A woman has to have a plan. Any plan. A woman knows when to walk out. A woman has a bar which she has to be treated, if she compromises this bar once by lowering it, then she changes the composition of her relationship. A woman never stays with a man who beats her up. Or a man she beats up. A woman doesn’t sleep in a tired Kibaki Tosha tee-shirt for chrissake! A woman, even a broke one, takes pride in her dignity because that shines brighter than a 45carat diamond. A woman holds her man’s hand because men – even though they may deny it – need a lot of guidance.
A woman observes oral hygiene. A woman cares for her mother. She holds the family together. A woman doesn’t compete with his man because she will surely lose because men were cut for brinkmanship, it arouses them. A woman who says, “I don’t know what happened, I swear I normally don’t do this,” is a liar. A woman watches her decibels when laughing, unless the joke is really funny.

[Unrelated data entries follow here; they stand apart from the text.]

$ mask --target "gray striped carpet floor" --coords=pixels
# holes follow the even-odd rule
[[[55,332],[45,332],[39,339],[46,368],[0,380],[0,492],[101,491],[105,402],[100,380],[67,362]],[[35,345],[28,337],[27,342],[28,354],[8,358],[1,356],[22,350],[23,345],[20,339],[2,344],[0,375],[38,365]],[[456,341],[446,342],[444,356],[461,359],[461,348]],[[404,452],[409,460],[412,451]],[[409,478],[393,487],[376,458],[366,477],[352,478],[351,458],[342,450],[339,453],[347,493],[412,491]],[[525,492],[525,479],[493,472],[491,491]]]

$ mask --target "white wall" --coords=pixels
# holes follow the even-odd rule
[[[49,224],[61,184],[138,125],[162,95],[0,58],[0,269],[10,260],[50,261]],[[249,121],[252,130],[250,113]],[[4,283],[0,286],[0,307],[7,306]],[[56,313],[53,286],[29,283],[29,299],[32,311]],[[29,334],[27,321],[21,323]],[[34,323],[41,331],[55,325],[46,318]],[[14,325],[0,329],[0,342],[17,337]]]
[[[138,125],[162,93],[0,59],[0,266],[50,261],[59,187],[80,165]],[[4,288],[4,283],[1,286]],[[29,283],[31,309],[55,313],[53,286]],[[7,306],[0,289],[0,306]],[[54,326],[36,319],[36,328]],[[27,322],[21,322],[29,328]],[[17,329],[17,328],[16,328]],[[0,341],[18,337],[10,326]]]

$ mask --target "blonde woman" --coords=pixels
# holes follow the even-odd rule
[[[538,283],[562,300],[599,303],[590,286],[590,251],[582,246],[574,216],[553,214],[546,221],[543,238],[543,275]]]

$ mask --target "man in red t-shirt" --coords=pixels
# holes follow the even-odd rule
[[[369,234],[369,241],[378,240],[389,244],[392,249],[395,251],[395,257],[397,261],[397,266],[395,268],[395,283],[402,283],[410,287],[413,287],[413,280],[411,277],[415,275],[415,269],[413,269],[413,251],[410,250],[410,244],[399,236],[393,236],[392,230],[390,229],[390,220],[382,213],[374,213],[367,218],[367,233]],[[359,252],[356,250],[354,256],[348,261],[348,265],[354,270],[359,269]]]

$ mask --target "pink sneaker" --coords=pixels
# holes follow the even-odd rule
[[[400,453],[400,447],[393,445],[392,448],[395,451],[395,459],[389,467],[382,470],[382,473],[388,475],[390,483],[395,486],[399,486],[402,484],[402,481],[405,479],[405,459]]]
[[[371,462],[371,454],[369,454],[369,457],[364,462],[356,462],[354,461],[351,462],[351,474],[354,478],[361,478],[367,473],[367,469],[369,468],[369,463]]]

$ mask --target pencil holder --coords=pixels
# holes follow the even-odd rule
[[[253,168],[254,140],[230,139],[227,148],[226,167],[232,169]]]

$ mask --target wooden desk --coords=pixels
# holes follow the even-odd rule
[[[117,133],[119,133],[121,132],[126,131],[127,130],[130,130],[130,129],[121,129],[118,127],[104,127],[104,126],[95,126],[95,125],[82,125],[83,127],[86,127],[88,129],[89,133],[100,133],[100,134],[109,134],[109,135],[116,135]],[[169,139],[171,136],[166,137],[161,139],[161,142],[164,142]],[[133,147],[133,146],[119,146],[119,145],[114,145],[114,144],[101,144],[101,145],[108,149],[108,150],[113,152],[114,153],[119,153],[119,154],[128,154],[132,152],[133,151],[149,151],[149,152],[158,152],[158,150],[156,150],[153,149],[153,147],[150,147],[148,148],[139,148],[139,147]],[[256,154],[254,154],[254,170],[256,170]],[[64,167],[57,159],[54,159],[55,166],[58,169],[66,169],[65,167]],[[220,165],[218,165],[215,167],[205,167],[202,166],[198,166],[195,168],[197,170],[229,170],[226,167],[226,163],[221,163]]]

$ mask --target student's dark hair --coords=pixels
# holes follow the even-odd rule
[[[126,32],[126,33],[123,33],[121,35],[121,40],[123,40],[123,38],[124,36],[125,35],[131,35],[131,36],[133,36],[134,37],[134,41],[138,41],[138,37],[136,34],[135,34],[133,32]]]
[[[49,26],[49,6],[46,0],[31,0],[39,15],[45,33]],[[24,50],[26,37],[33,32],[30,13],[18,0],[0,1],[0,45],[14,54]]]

A woman doesn’t pick her nose. A woman says “fine” when it’s not. A woman waits a whole week to watch the wedding show. A woman doesn’t eat like a man. A woman doesn’t constantly get on Facebook and profess undying love on her boyfriend’s wall; it’s insecure, exhibitionist and childish. Let girls do that. A woman will read this and see the ugly head of chauvinism bobbing just beneath the surface and she will smile wearily. A true woman loves sex…with a man. But if she prefers it with other women then she’s not a woman but our boy. A woman loves sand between her toes and the sun in her face. A woman should never be embarrassed by her sexuality. A woman doesn’t need to know how to milk a cow. A woman doesn’t whistle. A woman never tells the exact number of men she has slept with, but if she is crazy enough as to do so, we will add five more guys on top to get the exact number.
A woman loves herself first before she can let a man love her. Never the other way round because the hardest woman to love is one who doesn’t love herself. A woman gossips. A woman, just like a man, is imperfect and isn’t all together shocked by it. A woman doesn’t seek a perfect man but if she really has to then she buys a Daniel Steele. A woman shouldn’t judge me from this article (hehehe).
A woman who likes making love in pitch darkness has deeper running issues than she knows. A woman learns to appreciate her body (even if it looks like a Tellytubby) but if she can’t then she joins a gym damn it and she works hard on it! A woman listens. A woman can sooth, to silence, a wailing baby. A woman is a decision maker because women’s intuition is supreme. A woman fears rats and bats. A woman takes three days to reverse a car into a parking lot. A woman never, and I mean never, pays rent for a man, and if she does then she’d rather call him Jackline, not Jack. A woman hides her man’s “nakedness” in public, she protects him. A woman should smell good…not necessarily expensive, but good, because there are women who wear expensive perfume but still smell cheap. A woman can smoke if she wants to, it’s her lungs, and hell admit it some women make smoking so damned sexy, like Christina Hendricks in the television series Mad Men. Talking of which, a woman loves Don Draper, because he is what most of us men aren’t.
A woman has read Secrets. A woman prays, eats and loves. “You are the best I ever had,” only a woman will tell you that, but that’s not even the sad part. The sad part is that you will believe it. And lastly, a woman isn’t afraid of hitting her thirties because it’s in her thirties that she really begins to understand and enjoy her womanhood.
That’s my twisted take on women. What’s yours?